For those interested, here are some of the BBS’ I called besides the ones that have already been mentioned: The Dynamite BBS, Windsor Footnote, Windsor Download, Czar’s Land, The Beacon, Second Sinister, Windsor ITC, Body Count BBS, The Abyss, Limbo BBS, Purple Haze, The Outhouse, The Kombatant, and The Swamp.
Just as things in the BBS scene began to fade away, I ran a low-resolution (ANSI/ASCII) art group which had five releases (one of which was released in my absence after I disappeared from the scene). There are so many other memories, aspects to this, much of which is probably not very well preserved or accessible.
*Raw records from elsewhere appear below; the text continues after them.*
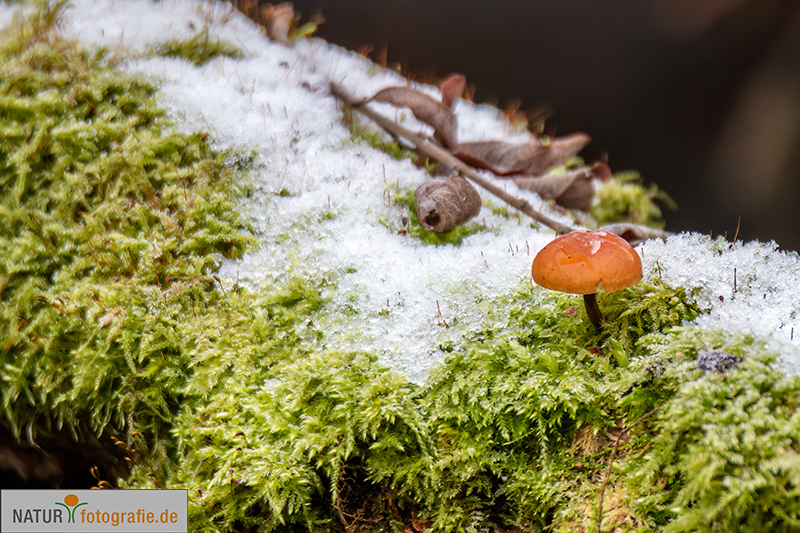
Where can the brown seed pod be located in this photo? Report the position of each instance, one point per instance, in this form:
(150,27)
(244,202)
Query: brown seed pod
(442,205)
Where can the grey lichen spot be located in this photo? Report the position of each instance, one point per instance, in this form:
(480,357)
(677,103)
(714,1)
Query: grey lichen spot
(717,361)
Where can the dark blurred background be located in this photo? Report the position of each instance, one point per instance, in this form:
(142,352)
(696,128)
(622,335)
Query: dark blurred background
(700,96)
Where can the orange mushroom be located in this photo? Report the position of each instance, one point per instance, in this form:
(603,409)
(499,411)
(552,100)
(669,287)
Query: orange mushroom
(580,261)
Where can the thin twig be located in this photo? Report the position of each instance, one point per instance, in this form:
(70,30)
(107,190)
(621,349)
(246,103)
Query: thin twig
(443,156)
(611,464)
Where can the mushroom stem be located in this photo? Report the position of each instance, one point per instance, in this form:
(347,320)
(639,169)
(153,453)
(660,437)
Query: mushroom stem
(593,310)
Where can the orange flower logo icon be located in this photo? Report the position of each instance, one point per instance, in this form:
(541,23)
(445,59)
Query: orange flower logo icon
(71,502)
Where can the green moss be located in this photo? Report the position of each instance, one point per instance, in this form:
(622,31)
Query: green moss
(111,225)
(198,50)
(112,322)
(625,199)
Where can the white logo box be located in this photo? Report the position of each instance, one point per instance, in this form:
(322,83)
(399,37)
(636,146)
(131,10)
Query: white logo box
(46,511)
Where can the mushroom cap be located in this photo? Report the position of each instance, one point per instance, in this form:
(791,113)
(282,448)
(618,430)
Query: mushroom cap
(580,261)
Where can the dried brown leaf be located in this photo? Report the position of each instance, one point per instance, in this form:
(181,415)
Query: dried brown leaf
(442,205)
(425,108)
(573,189)
(530,159)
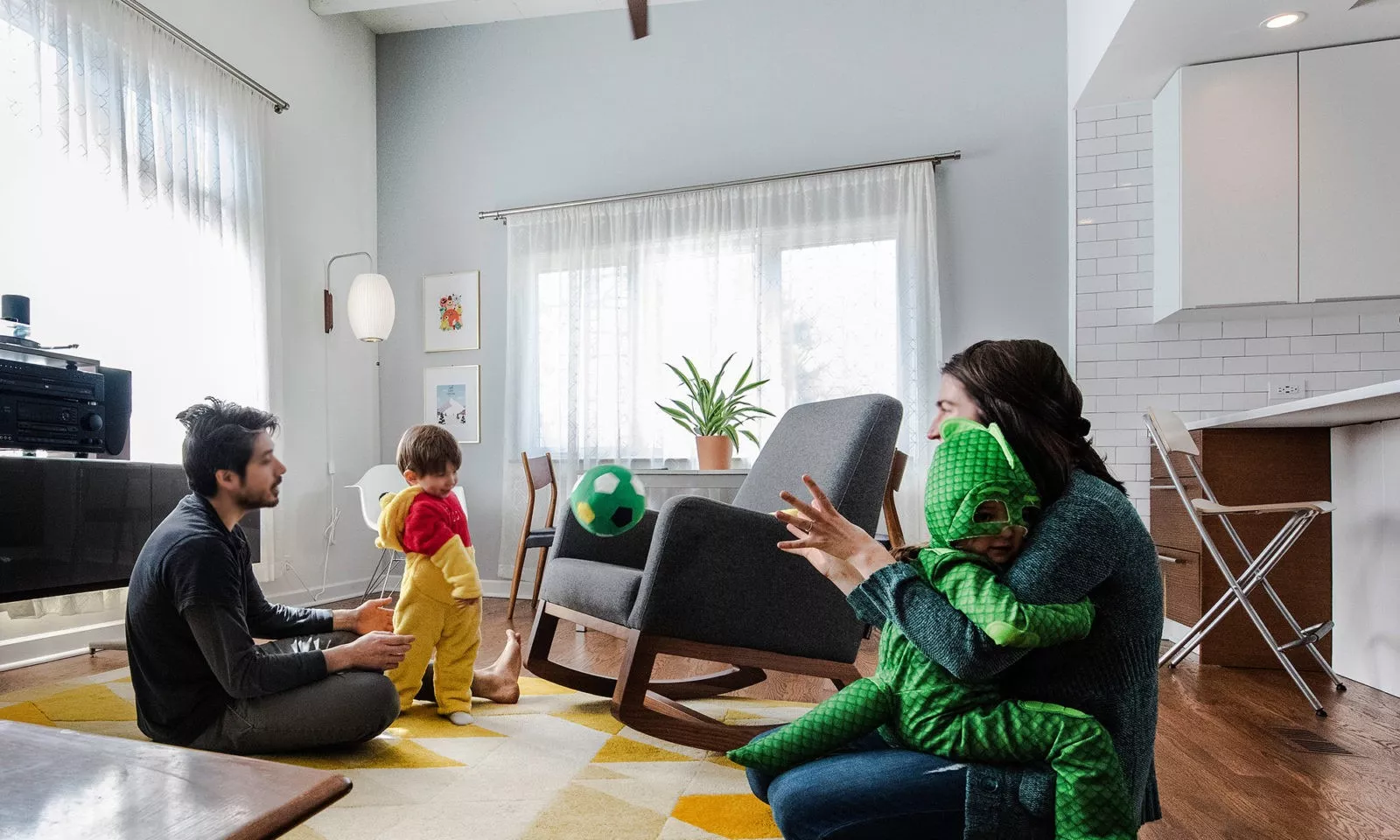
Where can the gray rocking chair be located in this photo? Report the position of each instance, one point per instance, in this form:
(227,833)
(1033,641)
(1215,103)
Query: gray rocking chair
(704,580)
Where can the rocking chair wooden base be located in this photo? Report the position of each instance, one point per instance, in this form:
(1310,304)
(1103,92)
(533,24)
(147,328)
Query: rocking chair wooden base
(653,706)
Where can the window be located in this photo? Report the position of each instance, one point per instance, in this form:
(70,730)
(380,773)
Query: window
(133,221)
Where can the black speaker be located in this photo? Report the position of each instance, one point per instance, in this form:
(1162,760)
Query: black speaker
(116,385)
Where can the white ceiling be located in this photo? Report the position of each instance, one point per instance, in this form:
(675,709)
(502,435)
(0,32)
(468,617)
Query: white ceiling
(1158,37)
(402,16)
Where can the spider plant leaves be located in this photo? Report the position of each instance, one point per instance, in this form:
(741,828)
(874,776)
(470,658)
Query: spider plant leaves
(710,410)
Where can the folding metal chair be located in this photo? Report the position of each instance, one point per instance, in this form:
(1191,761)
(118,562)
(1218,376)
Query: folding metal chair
(1169,436)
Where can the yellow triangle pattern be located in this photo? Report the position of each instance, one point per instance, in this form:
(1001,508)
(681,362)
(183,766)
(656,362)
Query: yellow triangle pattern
(24,713)
(584,814)
(738,816)
(88,704)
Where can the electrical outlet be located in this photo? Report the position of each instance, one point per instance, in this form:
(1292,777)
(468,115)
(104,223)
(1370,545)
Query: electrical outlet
(1285,389)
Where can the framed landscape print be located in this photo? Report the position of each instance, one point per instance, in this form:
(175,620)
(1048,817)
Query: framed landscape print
(452,399)
(452,312)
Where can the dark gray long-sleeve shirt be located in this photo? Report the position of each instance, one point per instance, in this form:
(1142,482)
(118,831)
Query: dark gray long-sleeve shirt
(192,612)
(1091,543)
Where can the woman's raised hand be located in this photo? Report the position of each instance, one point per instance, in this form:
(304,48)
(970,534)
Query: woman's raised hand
(832,543)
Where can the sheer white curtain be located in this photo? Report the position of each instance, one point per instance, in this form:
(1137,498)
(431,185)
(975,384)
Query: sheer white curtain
(828,284)
(132,207)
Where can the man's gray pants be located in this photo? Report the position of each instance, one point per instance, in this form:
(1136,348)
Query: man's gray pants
(343,709)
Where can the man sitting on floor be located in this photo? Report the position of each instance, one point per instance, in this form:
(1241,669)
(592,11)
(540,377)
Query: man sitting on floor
(193,609)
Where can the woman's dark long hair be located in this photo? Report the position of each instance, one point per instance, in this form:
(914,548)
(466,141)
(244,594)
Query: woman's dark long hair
(1024,387)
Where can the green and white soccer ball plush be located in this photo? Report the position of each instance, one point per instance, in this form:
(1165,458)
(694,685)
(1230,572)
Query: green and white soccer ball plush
(608,500)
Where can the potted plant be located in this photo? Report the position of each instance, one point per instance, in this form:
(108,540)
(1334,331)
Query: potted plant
(714,416)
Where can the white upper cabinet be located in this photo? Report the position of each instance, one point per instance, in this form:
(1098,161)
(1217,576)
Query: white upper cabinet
(1348,168)
(1225,200)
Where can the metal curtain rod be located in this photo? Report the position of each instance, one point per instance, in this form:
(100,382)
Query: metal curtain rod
(277,102)
(928,158)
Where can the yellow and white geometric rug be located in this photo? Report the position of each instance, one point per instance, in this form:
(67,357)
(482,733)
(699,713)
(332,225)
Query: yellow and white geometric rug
(556,766)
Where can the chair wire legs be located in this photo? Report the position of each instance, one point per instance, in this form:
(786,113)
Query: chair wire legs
(380,578)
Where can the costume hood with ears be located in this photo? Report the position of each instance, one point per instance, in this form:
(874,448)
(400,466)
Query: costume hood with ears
(973,466)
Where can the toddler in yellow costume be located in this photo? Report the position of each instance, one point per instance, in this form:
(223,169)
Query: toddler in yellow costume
(440,604)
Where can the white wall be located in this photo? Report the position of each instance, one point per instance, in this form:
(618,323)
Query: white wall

For all the efforts to relive the past, such as the BBS Documentary, there are still large black holes in the records. Much of this past, even from the early to mid 1990′s, has simply disappeared off the map, so to speak. It might be a good thing in some ways, and a bad thing in others ways. Some of it here will return back here and there, but for the most part it is gone for good. It seems enough hard drives have died or been erased and memories forgotten in order for much of this socio-cultural history to disappear. And anything that is unearthed will be a small sliver of the whole narrative of what went on.
While “cyberspace” certainly has evolved since then, many things for the better, there’s clearly something different now, and, I think, something lost. But as a whole, I don’t think I’d go backwards if I could. Technological change changes us, and nostalgia aside, we are not the same sort of people that enjoyed in the BBS scene back in the 80′s and 90′s.